For two, some of the instances, even in SWEBench-Verified, require a bit of "going above and beyond" to get right. One example is an instance where the user states that a TypeError isn't properly handled. The developer who fixed it handled the TypeError but also handled a ValueError, and the golden test checks for both. I don't know how many instances fall in this category, but I suspect its more than on a simpler benchmark like MATH.

So what percentage would you say falls to simple inability versus the other two factors you've mentioned?
One possibility is that it may not yet have sufficient experience and real-world feedback for resolving coding issues in professional repos, as this involves multiple steps and very diverse actions (or branching factor, in AI terms). They have committed to not training on API usage, which limits their ability to directly acquire training data from it. However, their upcoming agentic efforts may address this gap in training data.
Right, but the branching factor increases exponentially with the scope of the work.

I think it's obvious that they've cracked the formula for solving well-defined, small-in-scope problems at a superhuman level. That's an amazing thing.

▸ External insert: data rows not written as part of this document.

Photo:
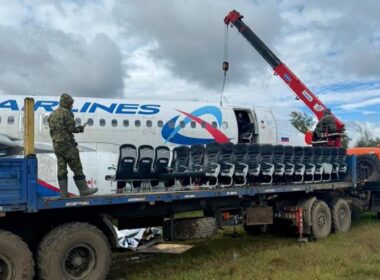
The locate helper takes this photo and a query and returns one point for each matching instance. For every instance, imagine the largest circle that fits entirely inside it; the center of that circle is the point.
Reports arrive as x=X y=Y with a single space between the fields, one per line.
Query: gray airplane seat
x=299 y=166
x=318 y=155
x=267 y=165
x=195 y=166
x=227 y=166
x=289 y=163
x=327 y=165
x=211 y=165
x=308 y=161
x=278 y=161
x=253 y=161
x=241 y=167
x=335 y=163
x=161 y=163
x=179 y=167
x=126 y=167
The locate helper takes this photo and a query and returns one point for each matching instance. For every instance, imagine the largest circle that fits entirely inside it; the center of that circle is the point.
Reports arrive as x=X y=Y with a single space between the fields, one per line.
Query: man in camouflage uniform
x=62 y=126
x=326 y=124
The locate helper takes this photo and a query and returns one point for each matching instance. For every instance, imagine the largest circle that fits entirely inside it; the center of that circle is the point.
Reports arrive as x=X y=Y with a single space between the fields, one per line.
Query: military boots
x=63 y=187
x=84 y=190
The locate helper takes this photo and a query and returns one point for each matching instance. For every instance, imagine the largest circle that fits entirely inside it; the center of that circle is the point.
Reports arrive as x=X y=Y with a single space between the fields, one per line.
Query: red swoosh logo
x=217 y=134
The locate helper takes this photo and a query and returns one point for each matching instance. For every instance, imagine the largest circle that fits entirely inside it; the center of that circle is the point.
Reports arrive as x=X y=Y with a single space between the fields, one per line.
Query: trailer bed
x=18 y=190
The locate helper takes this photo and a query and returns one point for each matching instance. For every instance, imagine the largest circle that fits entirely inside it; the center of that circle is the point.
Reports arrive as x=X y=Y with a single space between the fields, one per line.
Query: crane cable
x=225 y=65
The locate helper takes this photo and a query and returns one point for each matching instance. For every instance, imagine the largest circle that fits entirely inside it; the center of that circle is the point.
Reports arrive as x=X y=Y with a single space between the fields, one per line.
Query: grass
x=354 y=255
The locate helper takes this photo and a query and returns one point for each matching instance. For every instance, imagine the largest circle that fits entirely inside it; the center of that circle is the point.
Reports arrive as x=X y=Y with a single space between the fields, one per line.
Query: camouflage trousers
x=69 y=156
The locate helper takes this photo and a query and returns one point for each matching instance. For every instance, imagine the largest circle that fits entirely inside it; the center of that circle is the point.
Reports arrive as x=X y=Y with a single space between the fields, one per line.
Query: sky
x=173 y=50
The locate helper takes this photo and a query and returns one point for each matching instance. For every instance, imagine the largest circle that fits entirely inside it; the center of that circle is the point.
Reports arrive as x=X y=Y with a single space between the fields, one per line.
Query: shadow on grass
x=270 y=256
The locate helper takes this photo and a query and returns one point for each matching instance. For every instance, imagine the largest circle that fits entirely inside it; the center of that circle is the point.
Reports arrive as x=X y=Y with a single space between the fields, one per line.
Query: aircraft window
x=11 y=120
x=90 y=122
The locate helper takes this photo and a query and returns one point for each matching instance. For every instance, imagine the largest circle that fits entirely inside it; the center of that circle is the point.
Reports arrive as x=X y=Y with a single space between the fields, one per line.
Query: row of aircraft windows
x=126 y=123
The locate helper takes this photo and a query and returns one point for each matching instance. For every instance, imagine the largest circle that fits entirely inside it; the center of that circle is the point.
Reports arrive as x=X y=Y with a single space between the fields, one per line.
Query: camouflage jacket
x=62 y=126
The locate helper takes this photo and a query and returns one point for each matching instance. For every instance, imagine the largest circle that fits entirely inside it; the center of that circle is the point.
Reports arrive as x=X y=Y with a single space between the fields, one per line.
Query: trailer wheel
x=254 y=230
x=320 y=219
x=16 y=260
x=341 y=216
x=372 y=164
x=188 y=229
x=74 y=251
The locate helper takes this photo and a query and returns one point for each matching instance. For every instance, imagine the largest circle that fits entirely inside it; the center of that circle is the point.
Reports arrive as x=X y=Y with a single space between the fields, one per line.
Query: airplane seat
x=289 y=162
x=179 y=166
x=196 y=157
x=342 y=157
x=126 y=166
x=267 y=165
x=326 y=164
x=299 y=166
x=211 y=164
x=253 y=160
x=278 y=161
x=161 y=162
x=308 y=161
x=195 y=165
x=227 y=167
x=335 y=163
x=318 y=154
x=241 y=167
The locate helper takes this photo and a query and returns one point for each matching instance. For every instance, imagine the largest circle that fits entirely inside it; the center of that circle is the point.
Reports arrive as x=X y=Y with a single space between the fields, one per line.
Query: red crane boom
x=280 y=69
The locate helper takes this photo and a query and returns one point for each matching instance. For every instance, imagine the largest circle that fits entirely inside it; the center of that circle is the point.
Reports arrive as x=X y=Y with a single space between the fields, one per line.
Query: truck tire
x=74 y=251
x=16 y=260
x=320 y=219
x=341 y=216
x=254 y=230
x=188 y=229
x=372 y=163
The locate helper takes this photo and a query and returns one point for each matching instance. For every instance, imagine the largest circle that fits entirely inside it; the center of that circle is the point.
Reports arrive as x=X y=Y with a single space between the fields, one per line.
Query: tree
x=366 y=138
x=302 y=121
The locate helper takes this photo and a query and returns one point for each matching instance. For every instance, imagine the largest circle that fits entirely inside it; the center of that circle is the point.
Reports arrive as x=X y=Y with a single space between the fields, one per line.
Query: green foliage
x=302 y=121
x=366 y=138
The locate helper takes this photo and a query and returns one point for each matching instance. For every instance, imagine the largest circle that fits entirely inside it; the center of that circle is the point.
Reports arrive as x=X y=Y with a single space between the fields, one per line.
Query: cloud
x=42 y=61
x=189 y=37
x=174 y=50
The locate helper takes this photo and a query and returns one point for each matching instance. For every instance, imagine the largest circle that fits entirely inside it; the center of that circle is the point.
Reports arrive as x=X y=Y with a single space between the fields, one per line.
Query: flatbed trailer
x=72 y=237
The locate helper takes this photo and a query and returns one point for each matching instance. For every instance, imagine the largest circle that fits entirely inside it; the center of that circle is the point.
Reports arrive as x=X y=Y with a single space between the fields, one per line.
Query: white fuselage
x=112 y=122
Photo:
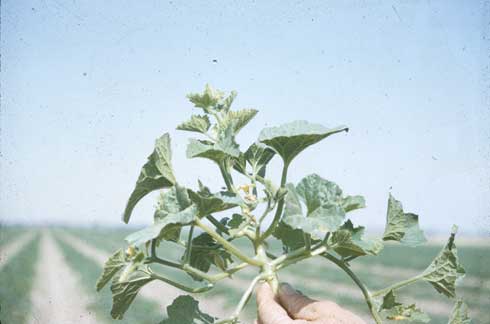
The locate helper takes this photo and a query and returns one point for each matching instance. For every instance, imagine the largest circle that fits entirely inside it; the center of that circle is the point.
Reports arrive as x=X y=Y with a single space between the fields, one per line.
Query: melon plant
x=310 y=219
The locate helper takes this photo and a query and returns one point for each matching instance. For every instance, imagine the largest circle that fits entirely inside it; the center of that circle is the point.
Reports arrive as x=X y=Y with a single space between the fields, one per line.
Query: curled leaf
x=348 y=241
x=445 y=270
x=395 y=311
x=197 y=123
x=459 y=314
x=112 y=266
x=290 y=139
x=402 y=227
x=156 y=174
x=206 y=100
x=185 y=310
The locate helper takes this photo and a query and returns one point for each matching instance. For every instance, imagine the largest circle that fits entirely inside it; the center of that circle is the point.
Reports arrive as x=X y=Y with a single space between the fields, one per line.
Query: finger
x=296 y=304
x=269 y=311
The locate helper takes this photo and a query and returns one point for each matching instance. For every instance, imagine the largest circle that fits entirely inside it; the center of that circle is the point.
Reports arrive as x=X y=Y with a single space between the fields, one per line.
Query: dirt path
x=158 y=292
x=57 y=295
x=12 y=248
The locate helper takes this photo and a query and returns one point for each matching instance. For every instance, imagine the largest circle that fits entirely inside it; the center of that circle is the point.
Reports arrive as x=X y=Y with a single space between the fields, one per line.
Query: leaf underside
x=156 y=174
x=402 y=227
x=290 y=139
x=445 y=270
x=185 y=310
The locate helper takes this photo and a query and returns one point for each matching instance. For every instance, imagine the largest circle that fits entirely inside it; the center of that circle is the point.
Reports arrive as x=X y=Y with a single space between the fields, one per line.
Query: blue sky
x=88 y=85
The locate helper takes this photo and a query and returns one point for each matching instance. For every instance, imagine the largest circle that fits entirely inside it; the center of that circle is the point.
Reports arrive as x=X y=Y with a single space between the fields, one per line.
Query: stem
x=359 y=283
x=245 y=297
x=307 y=254
x=396 y=286
x=216 y=277
x=181 y=286
x=227 y=245
x=280 y=206
x=163 y=262
x=307 y=238
x=188 y=249
x=226 y=176
x=217 y=224
x=155 y=259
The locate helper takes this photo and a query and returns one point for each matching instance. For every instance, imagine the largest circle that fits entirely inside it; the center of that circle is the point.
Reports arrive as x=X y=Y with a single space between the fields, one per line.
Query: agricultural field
x=48 y=275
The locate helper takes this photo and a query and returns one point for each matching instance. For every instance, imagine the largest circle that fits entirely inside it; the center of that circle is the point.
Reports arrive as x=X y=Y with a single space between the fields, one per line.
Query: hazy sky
x=88 y=85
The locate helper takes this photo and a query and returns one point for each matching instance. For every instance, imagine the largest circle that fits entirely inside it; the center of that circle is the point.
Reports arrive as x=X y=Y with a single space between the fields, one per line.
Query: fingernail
x=287 y=289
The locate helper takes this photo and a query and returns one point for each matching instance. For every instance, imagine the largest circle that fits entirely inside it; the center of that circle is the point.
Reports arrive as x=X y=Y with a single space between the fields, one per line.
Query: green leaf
x=316 y=192
x=185 y=310
x=290 y=139
x=445 y=270
x=394 y=311
x=350 y=203
x=224 y=148
x=156 y=174
x=125 y=291
x=291 y=239
x=238 y=119
x=206 y=252
x=197 y=123
x=226 y=104
x=235 y=221
x=258 y=156
x=459 y=315
x=208 y=99
x=323 y=220
x=112 y=266
x=348 y=241
x=208 y=204
x=164 y=226
x=402 y=227
x=172 y=201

To me, it's less obvious that this implies that they will in short order with just more training data be able to solve ambiguous, large-in-scope problems at even just a skilled human level.

There are far more paths to consider, much more context to use, and in an RL setting, the rewards are much more ambiguously defined.

Their reasoning models can learn from procedures and methods, which generalize far better than data. Software tasks are diverse but most tasks are still fairly limited in scope. Novel tasks might remain challenging for these models, as they do for humans.

That said, o3 might still lack some kind of interaction intelligence that’s hard to learn. We’ll see.